We’re a schedule-driven family. We always have been. For us, schedules bring ease to our weekdays. Giving a guiding post of expectations that we can shape our weeks around. For us, the schedule is a comfort. It gets us from A-Z, Monday through Friday.

There’s no handbook for how to handle what’s happening in the world right now. How does one maintain a schedule when you’re bound to a place that functions as school, work, home, and recreation? You don’t. Schedules, long and short, have been thrown out the window. In a very short period of time, we went from being a Schedule Family to a Routine Family.

What’s the Difference Between a Schedule and a Routine?

A schedule is built around set start and end times for specific activities; the bus arrives at 8:05 am, the school bell rings at 8:45 am, and 9:00 am is circle time. This helps everyone to be exactly where they need to be when they need to be there. A routine is a pattern of behaviors/actions that are regularly followed. A schedule is coloring within the lines. A routine expands those lines, making them less specific and detailed. It’s less of coloring outside of the lines and more giving ourselves more space to color.

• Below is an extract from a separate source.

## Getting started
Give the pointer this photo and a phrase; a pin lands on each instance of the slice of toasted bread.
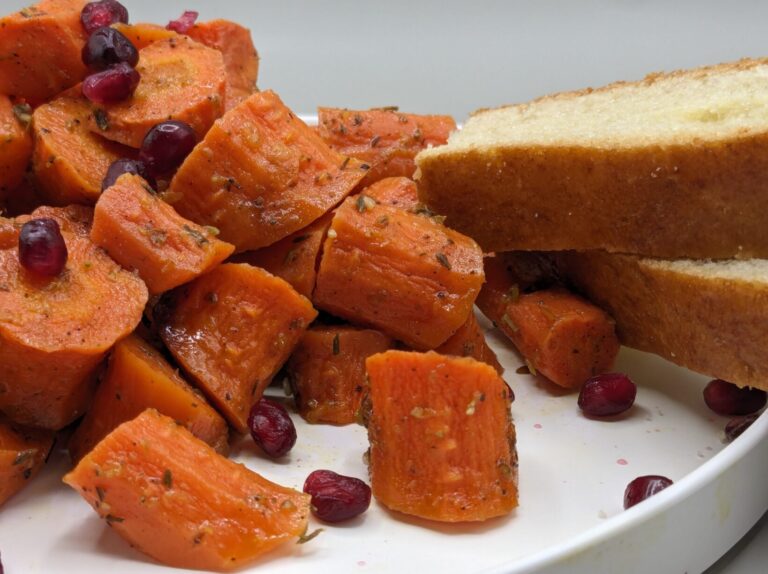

As we settle into the 3rd week of no school, we’ve learned to embrace the flow. The flow has been much kinder to us than trying to adhere to a schedule like we maintained before. Routines give you space to breathe while also ensuring that you have crafted some semblance of a structure during an unstable time.

What A Typical Weekday Routine for Kids Looks Like

8 am | Family Walk

  • This is the only hard and fast time rule in our house. It’s important to have a signal that the day had started. Everyone needs to be dressed and ready by 8am. Having that marker ensures that the weekends and weekdays days don’t blur together, even if the setting does.

9 am-3 pm | School/Work

  • For us, the morning is by far the most productive period of the day and we try to make the most of it.
  • We’ve worked with our teachers to craft a checklist of work that should be completed on a daily basis: 15 minutes of reading aloud, 1 writing assignment, 30 minutes of art, etc. When exactly those things happen can vary, they just need to be done. We have a list on the wall that can be checked off as they’re completed. Schools are also starting to add virtual learning aspects that fit into this window.
  • Depending on how strict our work schedules are on a given day, we’ll set specific times to help with any school work that is needed. Kind of like mom/dad open office hours.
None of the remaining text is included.